IBM took aim at rival Hewlett-Packard last week with a new dual-core-capable eServer powered by a mainframe-like architecture and chipset.
IBM is taking aim at rival Hewlett-Packard last week with the launch of a new dual-core-capable eServer powered by a mainframe-like architecture and chipset.

VARs said the upcoming eServer xSeries 366, which features the X3 architecture and Hurricane chipset designed for Intel's next-generation 64-bit Cranford processors, provides 38 percent higher performance than previous systems.

Intel, Santa Clara, Calif., plans to roll out the new processors in the next 90 days, and IBM will release the 366, its first four-way server leveraging X3 and Cranford once that technology is available, said Jay Bretzmann, director of eServer products at IBM, Armonk, N.Y.

Solution providers said the performance improvements IBM is promising with the new architecture should give the vendor an edge in the four-way Intel-based server space.

Bob Mickus, Intel product manager at solution provider Paragon Solutions Group, Denver, said IBM has traditionally played second fiddle to HP in this part of the market, which he called the server sweet spot.

But that could change with IBM's new generation of hardware. "We truly feel this will bring some differentiation," Mickus said. "The four-way space has been dominated more by HP."

Bretzmann declined to disclose 366 pricing, but said it would be less than IBM's previous offering, the 365, which runs on Intel's Gallatin processor. This will make the four-way 366 just as affordable for customers as two IBM two-way servers, he said.
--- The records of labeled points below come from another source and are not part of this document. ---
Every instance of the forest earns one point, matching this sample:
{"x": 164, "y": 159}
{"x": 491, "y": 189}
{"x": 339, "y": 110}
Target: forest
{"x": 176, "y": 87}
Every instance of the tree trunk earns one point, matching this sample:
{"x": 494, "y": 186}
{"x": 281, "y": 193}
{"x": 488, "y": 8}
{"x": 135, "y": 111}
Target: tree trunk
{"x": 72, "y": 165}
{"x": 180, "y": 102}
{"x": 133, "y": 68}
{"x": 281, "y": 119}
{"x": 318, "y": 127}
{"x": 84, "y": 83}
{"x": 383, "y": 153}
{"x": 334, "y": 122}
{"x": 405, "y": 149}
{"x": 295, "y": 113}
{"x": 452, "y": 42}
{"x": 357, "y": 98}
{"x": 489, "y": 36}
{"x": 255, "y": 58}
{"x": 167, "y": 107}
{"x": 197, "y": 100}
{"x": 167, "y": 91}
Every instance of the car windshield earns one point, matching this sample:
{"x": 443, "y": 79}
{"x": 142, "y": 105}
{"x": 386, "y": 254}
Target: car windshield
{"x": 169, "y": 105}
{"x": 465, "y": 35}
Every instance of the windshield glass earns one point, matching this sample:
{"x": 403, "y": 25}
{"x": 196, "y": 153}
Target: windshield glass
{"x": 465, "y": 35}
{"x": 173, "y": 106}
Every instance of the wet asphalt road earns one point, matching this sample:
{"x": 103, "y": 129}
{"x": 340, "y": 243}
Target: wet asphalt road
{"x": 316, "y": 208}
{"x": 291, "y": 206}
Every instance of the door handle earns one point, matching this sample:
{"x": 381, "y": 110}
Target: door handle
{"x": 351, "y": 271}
Currently, it is more cost-effective for customers to purchase a pair of two-way servers to do the work of one four-way.

Bill Nemesi, brand executive for xSeries at Mainline Information Systems, a Cary, N.C.-based VAR, said the pricing was competitive. "You have to pay a premium of more than two times a two-way to get a four-way," he said. With the 366, "a four-way is more in line with the price of two two-ways."
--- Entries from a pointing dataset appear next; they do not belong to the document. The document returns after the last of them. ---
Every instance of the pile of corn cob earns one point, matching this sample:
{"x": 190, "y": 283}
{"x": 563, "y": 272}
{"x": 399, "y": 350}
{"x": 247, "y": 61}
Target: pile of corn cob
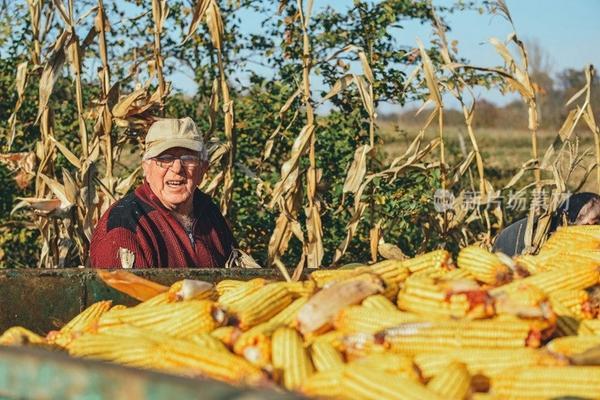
{"x": 486, "y": 326}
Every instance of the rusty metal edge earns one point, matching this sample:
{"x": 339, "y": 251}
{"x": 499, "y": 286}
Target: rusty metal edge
{"x": 33, "y": 373}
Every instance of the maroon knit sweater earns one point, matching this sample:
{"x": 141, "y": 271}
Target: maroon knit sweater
{"x": 140, "y": 223}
IBM also will have first-mover advantage over competitors, Nemesi said. "IBM will be ahead of everyone else," he said. "Now IBM can move into the four-way space with the same competitive advantage [it] had in the two-way."
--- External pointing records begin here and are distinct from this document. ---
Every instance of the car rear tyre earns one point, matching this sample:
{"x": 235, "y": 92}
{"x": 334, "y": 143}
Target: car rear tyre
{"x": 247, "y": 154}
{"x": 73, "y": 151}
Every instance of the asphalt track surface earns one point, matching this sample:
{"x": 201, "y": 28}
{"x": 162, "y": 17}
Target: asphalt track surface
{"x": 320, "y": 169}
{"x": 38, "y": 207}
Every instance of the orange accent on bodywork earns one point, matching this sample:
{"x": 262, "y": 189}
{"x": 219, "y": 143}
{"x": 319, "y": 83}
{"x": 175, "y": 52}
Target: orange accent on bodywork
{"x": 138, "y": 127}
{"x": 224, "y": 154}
While IBM leads the eight-way Intel server market, it remains second behind HP in the four-way space, according to research firm IDC.

IBM recently passed Dell in the four-way space, according to IDC's most recent market-share numbers, and now has set HP in its sights, Bretzmann said. "My goal is to drive this architecture into the four-way space and win the No. 1 share position," he said.

In rolling out its own chipset technology, IBM is leveraging a resource that its top rivals in the Intel server market lack: processor R&D.

Dell, Round Rock, Texas, does not have a separate microprocessor unit, and Palo Alto, Calif.-based HP last year sold off much of its Intel chip research resources to Intel.

By contrast, IBM's microprocessor unit last year upgraded its Power5 chip and has been working as part of a team with Sony and Toshiba on a new, consumer-focused processor called The Cell.